Pass the lab coat
by Khalid Omar
New passenger-car diesel engines from the Ford-Peugeot Citroen alliance will require workers to be trained to work in a sterile environment. The common-rail diesel design, requiring all cylinders to be injected with fuel at the same pressure, needs a dirt-free environment to ensure there is no blockages in the fuel lines.
“With the old tractor-type diesel engines it didn’t matter too much about a bit of dirt, but these new engines have much less tolerance of any dirt particles, especially in fuel lines and the fuel head,” a Ford U.K. spokesman says.
Such attention to detail will require workers in high-tech environments to labor under sterile conditions and powerful lighting.
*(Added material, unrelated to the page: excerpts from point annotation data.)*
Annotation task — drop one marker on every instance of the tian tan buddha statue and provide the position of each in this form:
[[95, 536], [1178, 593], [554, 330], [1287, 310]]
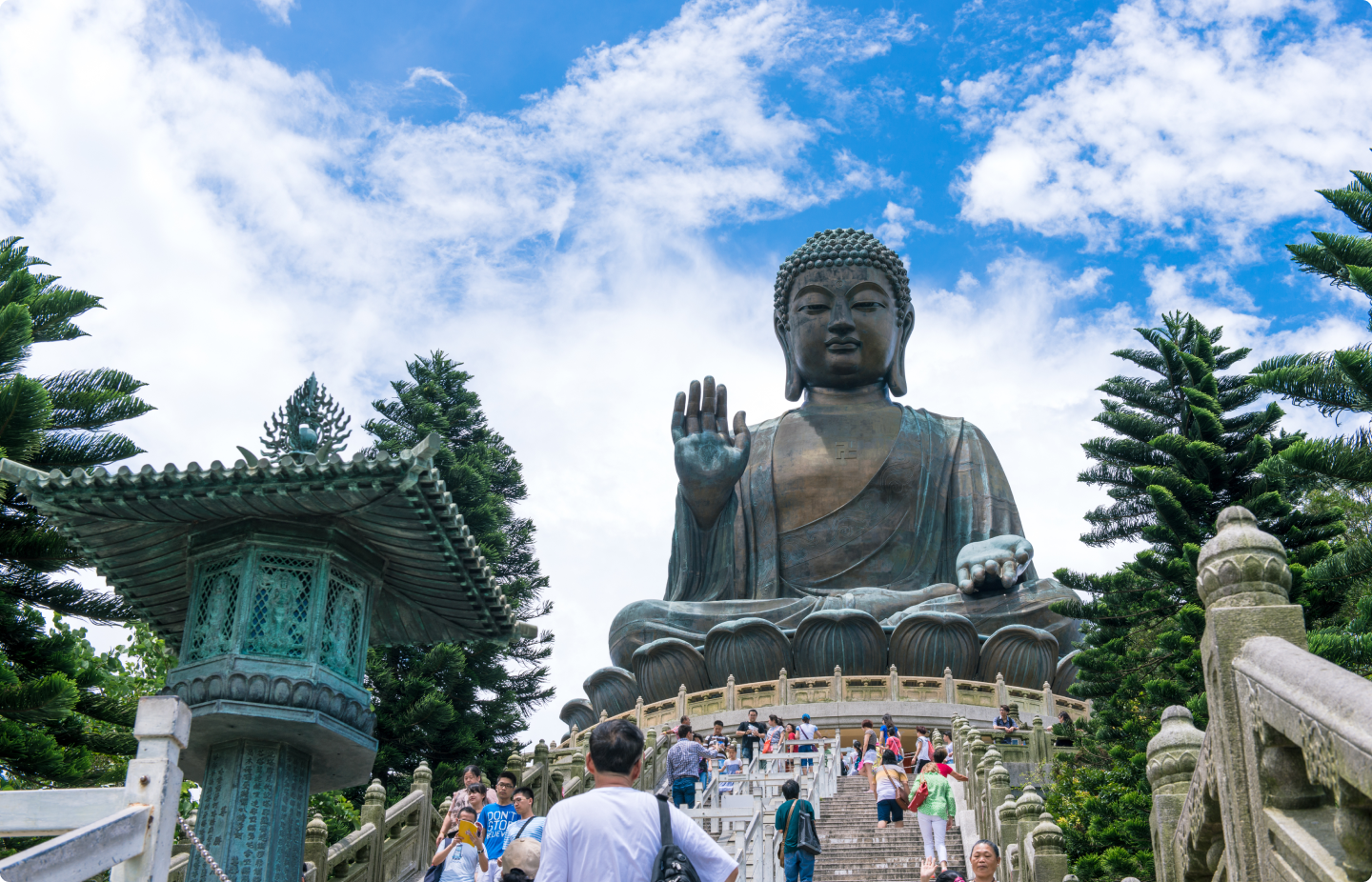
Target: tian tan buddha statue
[[848, 531]]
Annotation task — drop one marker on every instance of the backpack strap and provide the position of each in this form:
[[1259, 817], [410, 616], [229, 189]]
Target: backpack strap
[[664, 816]]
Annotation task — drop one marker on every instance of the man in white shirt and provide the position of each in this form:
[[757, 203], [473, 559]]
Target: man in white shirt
[[806, 732], [614, 832]]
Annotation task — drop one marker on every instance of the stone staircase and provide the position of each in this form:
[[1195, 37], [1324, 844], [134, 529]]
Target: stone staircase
[[857, 851]]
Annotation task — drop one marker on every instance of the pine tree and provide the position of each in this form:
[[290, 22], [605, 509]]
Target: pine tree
[[1181, 449], [460, 704], [62, 719], [1340, 384]]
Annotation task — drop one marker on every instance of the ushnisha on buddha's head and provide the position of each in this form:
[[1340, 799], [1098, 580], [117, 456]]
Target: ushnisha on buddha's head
[[842, 314]]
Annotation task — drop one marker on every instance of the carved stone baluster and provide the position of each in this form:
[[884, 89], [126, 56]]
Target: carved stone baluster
[[1243, 582], [1172, 759], [317, 847], [1050, 852], [373, 812]]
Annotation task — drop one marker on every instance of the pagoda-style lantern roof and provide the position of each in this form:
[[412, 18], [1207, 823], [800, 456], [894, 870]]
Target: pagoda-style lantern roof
[[142, 529]]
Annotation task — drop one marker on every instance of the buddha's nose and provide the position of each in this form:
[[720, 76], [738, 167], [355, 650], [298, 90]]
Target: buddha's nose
[[841, 318]]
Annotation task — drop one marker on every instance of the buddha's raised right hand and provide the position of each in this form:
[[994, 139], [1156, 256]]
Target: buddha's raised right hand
[[708, 460]]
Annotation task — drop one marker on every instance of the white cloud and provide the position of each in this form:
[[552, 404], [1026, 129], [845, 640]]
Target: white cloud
[[247, 227], [280, 10], [898, 223], [1220, 112]]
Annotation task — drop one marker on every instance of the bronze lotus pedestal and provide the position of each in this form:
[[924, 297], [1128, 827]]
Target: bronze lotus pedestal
[[271, 578]]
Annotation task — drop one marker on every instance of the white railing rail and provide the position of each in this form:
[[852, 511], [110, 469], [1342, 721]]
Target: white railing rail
[[125, 830]]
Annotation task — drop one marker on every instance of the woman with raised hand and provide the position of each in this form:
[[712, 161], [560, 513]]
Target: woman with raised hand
[[935, 812], [889, 785]]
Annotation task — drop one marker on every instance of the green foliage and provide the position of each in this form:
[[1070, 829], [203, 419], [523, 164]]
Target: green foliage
[[1184, 445], [337, 812], [455, 705], [65, 712]]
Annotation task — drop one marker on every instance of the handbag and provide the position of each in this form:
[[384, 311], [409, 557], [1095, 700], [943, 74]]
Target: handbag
[[671, 863]]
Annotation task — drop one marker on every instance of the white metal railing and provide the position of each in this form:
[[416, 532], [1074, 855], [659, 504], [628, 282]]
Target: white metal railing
[[127, 832], [744, 816]]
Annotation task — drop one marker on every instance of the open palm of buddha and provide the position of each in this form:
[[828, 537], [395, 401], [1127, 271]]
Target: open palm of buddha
[[850, 501]]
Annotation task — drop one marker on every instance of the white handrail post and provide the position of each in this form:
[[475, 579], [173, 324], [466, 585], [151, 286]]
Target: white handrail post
[[164, 730]]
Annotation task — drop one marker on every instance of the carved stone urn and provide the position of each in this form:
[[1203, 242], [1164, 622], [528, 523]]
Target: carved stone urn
[[271, 578]]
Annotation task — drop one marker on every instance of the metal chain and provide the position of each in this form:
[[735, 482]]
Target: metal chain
[[186, 829]]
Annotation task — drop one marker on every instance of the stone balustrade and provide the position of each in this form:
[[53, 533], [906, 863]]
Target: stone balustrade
[[1003, 795], [833, 691], [1281, 784]]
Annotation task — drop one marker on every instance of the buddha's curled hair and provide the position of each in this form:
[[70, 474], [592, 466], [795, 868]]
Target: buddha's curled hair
[[841, 247]]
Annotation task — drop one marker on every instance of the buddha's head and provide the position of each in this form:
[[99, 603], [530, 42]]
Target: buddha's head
[[842, 313]]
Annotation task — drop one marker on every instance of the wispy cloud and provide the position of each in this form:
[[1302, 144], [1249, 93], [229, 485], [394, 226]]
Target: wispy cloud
[[1188, 118]]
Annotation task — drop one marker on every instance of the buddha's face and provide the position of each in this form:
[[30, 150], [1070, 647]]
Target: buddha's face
[[845, 328]]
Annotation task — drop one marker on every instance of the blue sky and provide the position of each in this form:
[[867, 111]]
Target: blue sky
[[586, 203]]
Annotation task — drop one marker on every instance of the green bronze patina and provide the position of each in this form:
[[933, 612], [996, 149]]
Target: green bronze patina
[[271, 578]]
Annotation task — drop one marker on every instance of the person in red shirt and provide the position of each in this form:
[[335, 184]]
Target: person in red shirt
[[940, 754]]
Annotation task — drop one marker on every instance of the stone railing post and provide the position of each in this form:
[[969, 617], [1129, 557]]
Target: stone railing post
[[162, 729], [317, 847], [1243, 582], [1028, 808], [1172, 760], [423, 782], [373, 812], [1004, 823], [997, 789], [1050, 850], [542, 801]]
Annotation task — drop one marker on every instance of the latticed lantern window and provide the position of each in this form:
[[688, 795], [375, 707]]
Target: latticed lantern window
[[277, 623], [215, 610]]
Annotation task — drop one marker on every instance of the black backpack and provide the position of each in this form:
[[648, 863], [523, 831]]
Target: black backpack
[[671, 863]]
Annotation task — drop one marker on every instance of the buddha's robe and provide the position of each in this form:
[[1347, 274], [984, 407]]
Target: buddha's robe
[[888, 549]]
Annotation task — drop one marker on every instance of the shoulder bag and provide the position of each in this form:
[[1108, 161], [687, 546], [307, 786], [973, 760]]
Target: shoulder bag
[[901, 792], [671, 863], [807, 838], [781, 840], [920, 794]]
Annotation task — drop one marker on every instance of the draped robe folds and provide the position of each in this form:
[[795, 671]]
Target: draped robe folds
[[888, 549]]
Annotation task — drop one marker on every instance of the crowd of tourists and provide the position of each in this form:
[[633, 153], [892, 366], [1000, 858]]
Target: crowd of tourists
[[617, 832]]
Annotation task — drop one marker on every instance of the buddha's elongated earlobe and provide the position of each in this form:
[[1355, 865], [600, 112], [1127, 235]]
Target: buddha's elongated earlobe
[[897, 374], [795, 386]]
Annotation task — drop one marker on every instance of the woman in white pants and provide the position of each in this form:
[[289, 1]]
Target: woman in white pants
[[935, 812]]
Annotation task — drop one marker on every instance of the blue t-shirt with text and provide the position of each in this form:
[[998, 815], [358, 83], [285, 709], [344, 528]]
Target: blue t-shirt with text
[[497, 820]]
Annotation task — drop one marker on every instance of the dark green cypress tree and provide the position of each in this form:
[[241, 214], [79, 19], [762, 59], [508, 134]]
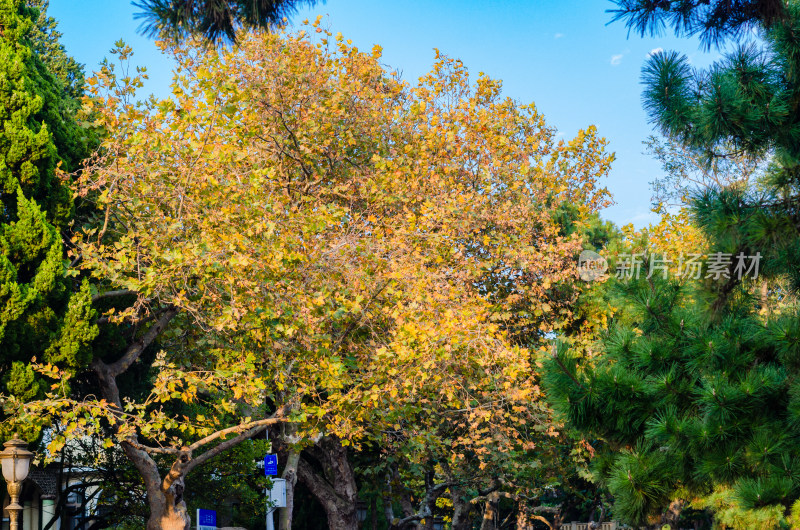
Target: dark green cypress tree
[[697, 389], [214, 20], [43, 313]]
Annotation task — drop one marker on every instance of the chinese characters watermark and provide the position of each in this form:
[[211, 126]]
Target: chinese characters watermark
[[718, 265]]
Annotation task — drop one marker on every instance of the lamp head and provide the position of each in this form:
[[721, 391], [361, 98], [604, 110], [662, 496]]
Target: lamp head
[[16, 460]]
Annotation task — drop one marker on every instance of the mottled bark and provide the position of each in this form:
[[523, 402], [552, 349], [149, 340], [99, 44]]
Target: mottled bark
[[489, 521], [325, 471]]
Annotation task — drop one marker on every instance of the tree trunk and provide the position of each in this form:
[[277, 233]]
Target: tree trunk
[[331, 481], [490, 513], [167, 507], [461, 510]]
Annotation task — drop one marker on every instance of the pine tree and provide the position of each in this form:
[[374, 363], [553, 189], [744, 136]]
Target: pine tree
[[43, 314], [696, 389]]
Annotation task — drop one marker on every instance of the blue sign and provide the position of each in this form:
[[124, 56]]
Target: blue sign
[[206, 519], [271, 465]]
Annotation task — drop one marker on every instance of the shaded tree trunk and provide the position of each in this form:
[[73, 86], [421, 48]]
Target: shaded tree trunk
[[325, 471], [461, 510], [489, 521], [290, 475]]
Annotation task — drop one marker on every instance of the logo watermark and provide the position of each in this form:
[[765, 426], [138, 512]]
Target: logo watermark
[[718, 265], [592, 266]]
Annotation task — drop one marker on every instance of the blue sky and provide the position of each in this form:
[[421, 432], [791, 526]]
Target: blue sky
[[561, 55]]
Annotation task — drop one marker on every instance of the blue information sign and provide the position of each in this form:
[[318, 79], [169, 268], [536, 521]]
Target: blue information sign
[[271, 465], [206, 519]]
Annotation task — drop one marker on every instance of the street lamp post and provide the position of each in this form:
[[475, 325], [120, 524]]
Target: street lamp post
[[16, 461]]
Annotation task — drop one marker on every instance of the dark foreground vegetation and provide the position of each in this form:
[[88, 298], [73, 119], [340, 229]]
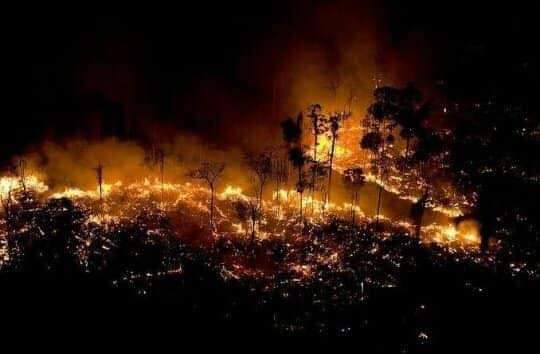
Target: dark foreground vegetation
[[391, 293]]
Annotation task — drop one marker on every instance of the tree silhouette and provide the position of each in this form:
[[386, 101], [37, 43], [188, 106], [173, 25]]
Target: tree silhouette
[[209, 172], [261, 166], [334, 123], [318, 126]]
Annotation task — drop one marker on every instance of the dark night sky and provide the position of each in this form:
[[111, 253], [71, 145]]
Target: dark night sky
[[148, 62]]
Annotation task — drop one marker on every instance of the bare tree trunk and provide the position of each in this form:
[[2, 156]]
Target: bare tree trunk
[[355, 200], [331, 166], [379, 200], [212, 206], [407, 148], [315, 170]]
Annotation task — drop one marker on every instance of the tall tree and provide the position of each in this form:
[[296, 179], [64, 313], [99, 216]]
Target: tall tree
[[210, 172]]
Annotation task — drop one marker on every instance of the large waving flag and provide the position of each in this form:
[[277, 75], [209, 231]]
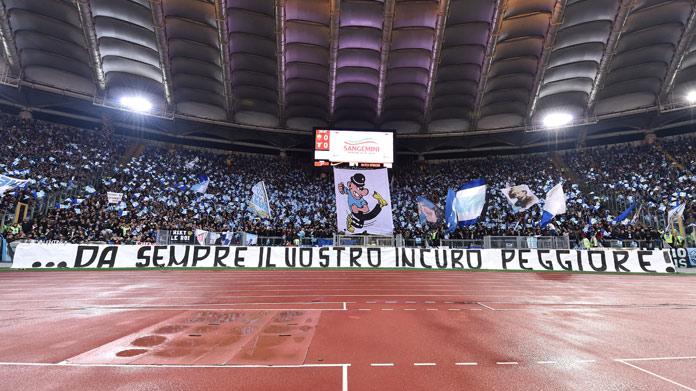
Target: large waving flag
[[675, 213], [259, 200], [468, 202], [428, 212], [202, 186], [450, 215], [554, 204]]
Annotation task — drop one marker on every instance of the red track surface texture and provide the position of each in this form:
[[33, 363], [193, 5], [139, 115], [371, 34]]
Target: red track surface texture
[[345, 330]]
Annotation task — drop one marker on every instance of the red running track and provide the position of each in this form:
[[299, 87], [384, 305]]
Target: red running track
[[345, 330]]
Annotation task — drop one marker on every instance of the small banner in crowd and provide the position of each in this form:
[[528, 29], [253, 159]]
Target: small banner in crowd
[[44, 255], [114, 198], [259, 201], [9, 183], [201, 236], [363, 201], [428, 212], [520, 197]]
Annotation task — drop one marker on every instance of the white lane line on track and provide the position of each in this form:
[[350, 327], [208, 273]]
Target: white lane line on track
[[164, 366], [656, 375], [656, 358]]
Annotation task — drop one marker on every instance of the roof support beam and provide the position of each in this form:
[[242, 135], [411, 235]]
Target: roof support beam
[[549, 40], [616, 29], [85, 10], [442, 13], [8, 44], [333, 53], [159, 23], [223, 39], [488, 60], [384, 60], [280, 57], [679, 54]]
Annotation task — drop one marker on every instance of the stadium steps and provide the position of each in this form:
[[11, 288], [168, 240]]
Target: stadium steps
[[670, 157]]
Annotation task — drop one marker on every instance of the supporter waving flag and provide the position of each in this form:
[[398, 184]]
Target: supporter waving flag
[[467, 204], [428, 212], [554, 205]]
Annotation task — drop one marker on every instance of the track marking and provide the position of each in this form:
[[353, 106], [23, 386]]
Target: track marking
[[192, 366], [656, 358], [656, 375]]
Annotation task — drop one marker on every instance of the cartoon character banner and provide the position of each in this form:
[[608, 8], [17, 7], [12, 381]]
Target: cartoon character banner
[[520, 197], [363, 202]]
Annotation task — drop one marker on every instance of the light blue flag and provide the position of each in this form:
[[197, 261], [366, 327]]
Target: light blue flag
[[202, 186], [450, 215], [470, 201]]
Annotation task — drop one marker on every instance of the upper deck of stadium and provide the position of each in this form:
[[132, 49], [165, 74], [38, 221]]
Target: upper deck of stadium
[[446, 75]]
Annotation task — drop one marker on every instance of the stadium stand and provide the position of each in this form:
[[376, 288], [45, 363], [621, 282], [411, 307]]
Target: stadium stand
[[70, 171]]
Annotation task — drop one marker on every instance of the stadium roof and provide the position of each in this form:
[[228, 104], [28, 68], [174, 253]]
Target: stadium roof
[[423, 67]]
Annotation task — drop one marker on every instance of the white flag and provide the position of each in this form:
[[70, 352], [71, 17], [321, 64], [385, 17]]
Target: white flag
[[114, 198]]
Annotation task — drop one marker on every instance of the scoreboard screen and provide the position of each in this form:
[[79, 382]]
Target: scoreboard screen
[[364, 148]]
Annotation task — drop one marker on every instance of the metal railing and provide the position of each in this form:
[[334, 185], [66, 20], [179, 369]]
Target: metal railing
[[524, 242]]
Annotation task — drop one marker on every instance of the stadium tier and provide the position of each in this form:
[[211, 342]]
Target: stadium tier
[[70, 171]]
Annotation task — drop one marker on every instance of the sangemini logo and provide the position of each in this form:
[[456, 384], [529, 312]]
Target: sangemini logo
[[364, 146]]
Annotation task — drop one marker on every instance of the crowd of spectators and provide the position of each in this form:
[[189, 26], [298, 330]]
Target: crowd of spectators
[[73, 169]]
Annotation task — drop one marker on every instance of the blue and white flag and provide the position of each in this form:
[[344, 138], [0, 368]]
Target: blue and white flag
[[450, 215], [259, 201], [624, 215], [428, 212], [554, 204], [9, 183], [469, 202], [675, 214], [202, 186]]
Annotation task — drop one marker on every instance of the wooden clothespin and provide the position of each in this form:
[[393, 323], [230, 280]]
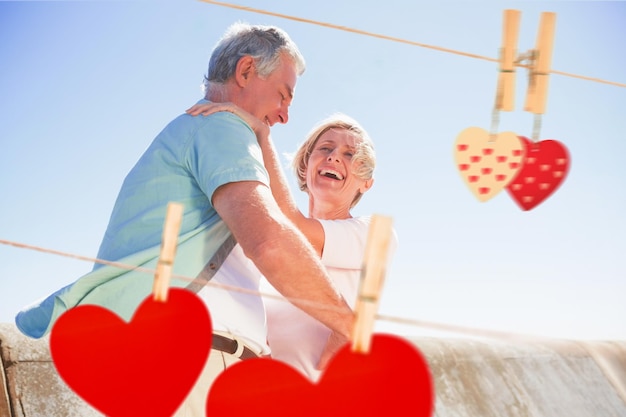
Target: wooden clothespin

They will be required to wear white coats and protective footwear.
>> Pass me the lab coat; I have diesel engines to build
Whatever will local mechanics do? Especially when the majority of workshops in this country look like this? Common rail diesels are now becoming common in all the new diesel cars and suvs. A 28,000 psi encounter with a bit of dirt is not going to be pretty…
Whenever any work is done in the fuel system, like changing the fuel filter or an injector or just about anything else, the technique here to get the air out of the system is to loosen the injectors one by one and let them squirt out the air. With a common rail, that technique is obviously not going to work - or if it does it won’t be too healthy for the mechanic tightening the injectors.
This is not to even mention the often dodgy diesel outside the big cities.